Vote 'YES' on House Budget Resolution as Reported by Committee and RSC Budget
Letters to Officials
March 25, 2015
U.S. House of Representatives
Washington, D.C. 20515
Dear Representative,
You will soon vote on several different budget proposals for fiscal year (FY) 2016. On behalf of the more than one million members and supporters of the Council for Citizens Against Government Waste (CCAGW), I urge you to support the budget resolution as reported by the House Budget Committee and the Republican Study Committee’s (RSC) budget resolution, both of which will put the nation back on the path to fiscal sanity.
Under the leadership of Chairman Tom Price (R-Ga.), H. Con. Res. 27, as reported by the House Budget Committee, would reduce spending by $5.5 trillion over 10 years and balance the budget by 2025. Specifically, H. Con Res. 27 would maintain the spending caps established by the 2011 Budget Control Act, fully repeal Obamacare, and eliminate “double dipping” of Social Security Disability Insurance and Unemployment Insurance. The budget proposal also makes note of duplicative programs that need to be consolidated, wasting not only millions of taxpayer dollars but also failing to achieve their stated objectives. Furthermore, the committee-reported resolution includes a deficit-neutral reserve fund to offset $19.5 billion of increased spending in the Overseas Contingency Operations account.
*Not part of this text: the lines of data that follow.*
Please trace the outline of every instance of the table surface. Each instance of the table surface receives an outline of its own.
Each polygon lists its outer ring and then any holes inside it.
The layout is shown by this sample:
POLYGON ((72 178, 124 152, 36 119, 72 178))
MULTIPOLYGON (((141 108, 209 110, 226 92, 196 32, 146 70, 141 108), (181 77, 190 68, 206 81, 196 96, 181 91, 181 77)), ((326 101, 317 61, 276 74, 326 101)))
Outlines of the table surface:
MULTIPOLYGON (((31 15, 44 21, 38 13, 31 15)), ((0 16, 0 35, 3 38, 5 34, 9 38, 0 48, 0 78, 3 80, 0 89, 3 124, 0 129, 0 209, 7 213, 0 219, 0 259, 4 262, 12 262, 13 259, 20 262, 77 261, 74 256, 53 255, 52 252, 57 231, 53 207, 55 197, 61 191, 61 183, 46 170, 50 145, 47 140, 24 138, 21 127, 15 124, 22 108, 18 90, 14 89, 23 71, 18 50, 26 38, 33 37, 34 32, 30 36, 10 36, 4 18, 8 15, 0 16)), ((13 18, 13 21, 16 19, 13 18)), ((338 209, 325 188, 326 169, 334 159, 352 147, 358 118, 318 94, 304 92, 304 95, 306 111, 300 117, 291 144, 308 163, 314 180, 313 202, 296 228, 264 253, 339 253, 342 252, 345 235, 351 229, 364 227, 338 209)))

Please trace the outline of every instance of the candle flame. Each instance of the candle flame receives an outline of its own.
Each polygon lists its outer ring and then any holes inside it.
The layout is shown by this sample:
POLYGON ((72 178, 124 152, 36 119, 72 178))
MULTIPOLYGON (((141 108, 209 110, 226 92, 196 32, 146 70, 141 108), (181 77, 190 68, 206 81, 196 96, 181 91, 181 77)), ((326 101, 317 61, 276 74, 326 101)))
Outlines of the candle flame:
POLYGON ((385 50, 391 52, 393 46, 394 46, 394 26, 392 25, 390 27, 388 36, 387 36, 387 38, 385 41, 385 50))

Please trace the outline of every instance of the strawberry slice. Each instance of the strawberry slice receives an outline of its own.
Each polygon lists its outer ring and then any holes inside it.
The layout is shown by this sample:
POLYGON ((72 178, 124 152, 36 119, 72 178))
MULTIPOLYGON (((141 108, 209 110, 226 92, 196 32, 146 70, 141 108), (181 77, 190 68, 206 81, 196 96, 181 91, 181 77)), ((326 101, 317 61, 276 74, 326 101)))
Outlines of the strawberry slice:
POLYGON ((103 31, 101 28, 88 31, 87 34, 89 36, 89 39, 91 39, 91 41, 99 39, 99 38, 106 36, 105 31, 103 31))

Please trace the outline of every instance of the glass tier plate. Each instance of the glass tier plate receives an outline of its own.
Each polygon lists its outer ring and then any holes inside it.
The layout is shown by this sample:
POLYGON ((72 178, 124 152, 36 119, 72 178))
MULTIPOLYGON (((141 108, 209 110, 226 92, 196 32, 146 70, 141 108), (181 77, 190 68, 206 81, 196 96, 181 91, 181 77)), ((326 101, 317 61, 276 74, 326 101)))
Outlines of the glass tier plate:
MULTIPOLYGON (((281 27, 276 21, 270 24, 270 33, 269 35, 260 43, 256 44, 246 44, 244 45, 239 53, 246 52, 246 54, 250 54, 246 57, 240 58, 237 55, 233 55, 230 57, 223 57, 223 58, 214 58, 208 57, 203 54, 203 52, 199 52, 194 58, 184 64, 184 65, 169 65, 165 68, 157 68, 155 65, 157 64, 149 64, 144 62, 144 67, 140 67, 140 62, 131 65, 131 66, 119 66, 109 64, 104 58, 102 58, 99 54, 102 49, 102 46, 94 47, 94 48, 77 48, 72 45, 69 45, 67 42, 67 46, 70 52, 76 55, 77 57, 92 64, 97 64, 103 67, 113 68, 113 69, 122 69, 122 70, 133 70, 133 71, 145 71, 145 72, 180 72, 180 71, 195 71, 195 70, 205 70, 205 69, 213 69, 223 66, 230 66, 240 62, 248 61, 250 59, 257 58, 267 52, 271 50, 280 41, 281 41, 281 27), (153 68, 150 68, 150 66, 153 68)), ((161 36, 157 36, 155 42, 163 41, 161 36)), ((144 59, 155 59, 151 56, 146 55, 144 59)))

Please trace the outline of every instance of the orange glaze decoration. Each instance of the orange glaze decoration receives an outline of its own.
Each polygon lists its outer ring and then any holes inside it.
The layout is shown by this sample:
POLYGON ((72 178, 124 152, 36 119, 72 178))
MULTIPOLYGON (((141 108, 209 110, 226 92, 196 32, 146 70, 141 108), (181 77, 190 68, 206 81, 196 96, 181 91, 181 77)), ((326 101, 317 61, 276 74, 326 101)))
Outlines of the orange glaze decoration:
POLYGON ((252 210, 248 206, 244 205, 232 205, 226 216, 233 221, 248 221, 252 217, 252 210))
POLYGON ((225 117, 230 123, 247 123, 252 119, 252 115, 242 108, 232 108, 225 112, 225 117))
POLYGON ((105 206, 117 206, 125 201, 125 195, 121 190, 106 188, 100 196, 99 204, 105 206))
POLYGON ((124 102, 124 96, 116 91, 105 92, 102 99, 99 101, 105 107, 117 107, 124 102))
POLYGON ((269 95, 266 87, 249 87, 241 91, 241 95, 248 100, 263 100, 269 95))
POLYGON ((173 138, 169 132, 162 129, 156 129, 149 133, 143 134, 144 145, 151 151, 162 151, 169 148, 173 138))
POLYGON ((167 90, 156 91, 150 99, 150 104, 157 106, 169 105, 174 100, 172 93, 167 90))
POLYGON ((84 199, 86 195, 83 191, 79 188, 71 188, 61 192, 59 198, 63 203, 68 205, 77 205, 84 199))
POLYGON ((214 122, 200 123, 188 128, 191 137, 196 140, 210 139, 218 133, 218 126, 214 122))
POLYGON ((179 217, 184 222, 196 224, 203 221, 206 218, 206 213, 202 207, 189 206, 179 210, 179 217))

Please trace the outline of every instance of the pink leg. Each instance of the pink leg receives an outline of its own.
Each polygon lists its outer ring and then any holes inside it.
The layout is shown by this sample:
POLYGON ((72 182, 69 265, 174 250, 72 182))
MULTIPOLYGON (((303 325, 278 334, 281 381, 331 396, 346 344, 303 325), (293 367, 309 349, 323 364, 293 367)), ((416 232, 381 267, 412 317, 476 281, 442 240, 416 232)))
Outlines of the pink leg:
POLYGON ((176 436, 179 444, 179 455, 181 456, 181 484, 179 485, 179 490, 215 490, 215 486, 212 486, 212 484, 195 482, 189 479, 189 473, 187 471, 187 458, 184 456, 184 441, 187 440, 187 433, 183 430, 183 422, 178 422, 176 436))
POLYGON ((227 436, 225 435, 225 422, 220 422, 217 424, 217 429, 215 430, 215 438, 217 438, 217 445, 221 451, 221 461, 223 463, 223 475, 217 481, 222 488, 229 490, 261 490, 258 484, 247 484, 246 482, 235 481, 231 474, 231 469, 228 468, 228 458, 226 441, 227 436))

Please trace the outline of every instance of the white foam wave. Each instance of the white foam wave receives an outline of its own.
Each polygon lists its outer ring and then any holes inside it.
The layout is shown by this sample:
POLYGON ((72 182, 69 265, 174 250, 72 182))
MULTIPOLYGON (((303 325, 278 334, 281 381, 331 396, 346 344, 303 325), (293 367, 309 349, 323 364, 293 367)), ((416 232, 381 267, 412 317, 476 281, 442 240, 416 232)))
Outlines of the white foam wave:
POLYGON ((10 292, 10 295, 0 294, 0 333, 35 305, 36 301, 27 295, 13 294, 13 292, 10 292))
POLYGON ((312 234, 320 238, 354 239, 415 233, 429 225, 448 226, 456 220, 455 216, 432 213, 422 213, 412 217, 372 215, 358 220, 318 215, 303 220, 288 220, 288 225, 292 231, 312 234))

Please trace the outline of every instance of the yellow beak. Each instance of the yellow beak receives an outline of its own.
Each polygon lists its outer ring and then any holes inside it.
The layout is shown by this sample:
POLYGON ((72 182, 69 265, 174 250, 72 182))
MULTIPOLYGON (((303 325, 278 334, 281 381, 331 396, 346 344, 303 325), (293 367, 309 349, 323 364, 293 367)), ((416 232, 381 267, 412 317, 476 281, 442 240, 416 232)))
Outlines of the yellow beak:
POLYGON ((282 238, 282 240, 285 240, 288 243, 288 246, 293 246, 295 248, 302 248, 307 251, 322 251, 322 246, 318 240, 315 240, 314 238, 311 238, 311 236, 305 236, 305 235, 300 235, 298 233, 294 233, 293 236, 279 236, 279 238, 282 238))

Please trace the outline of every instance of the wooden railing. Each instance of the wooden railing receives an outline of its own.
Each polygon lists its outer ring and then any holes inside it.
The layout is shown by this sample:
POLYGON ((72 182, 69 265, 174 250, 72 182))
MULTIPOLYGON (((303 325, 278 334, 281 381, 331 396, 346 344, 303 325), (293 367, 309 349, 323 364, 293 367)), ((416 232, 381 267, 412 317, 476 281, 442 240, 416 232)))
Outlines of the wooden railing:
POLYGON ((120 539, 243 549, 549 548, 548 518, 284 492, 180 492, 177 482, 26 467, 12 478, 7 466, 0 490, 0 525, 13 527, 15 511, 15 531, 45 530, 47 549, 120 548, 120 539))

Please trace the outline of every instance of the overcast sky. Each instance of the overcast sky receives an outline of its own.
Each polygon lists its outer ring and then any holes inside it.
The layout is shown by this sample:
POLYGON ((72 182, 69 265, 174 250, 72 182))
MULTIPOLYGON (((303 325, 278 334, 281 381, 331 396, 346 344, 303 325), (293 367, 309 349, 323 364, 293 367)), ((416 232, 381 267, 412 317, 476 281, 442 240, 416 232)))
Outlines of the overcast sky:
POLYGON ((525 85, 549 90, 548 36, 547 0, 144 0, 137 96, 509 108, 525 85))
The RSC budget enacts many of the same reforms as the House Budget Committee’s plan, but it proposes to reduce government spending by $7.1 trillion over 10 years and achieves balance in six years. The RSC plan reduces annual spending to $975 billion in FY 2016 and freezes it at that level for two years; repeals Obamacare and replaces it with the RSC’s American Health Care Reform Act; brings spending down to an average of 18.2 percent of GDP while limiting average revenue to 18.2 percent of GDP; and gradually raises the eligibility age to 70 for Social Security and 67 for Medicare.
I urge you to support both the House Budget Committee’s FY 2016 budget resolution as reported and the RSC’s FY 2016 budget resolution. The era of reckless spending and rapidly rising debt must come to an end now. All votes on the FY 2016 budget resolutions will be among those considered in CCAGW’s 2015 Congressional Ratings.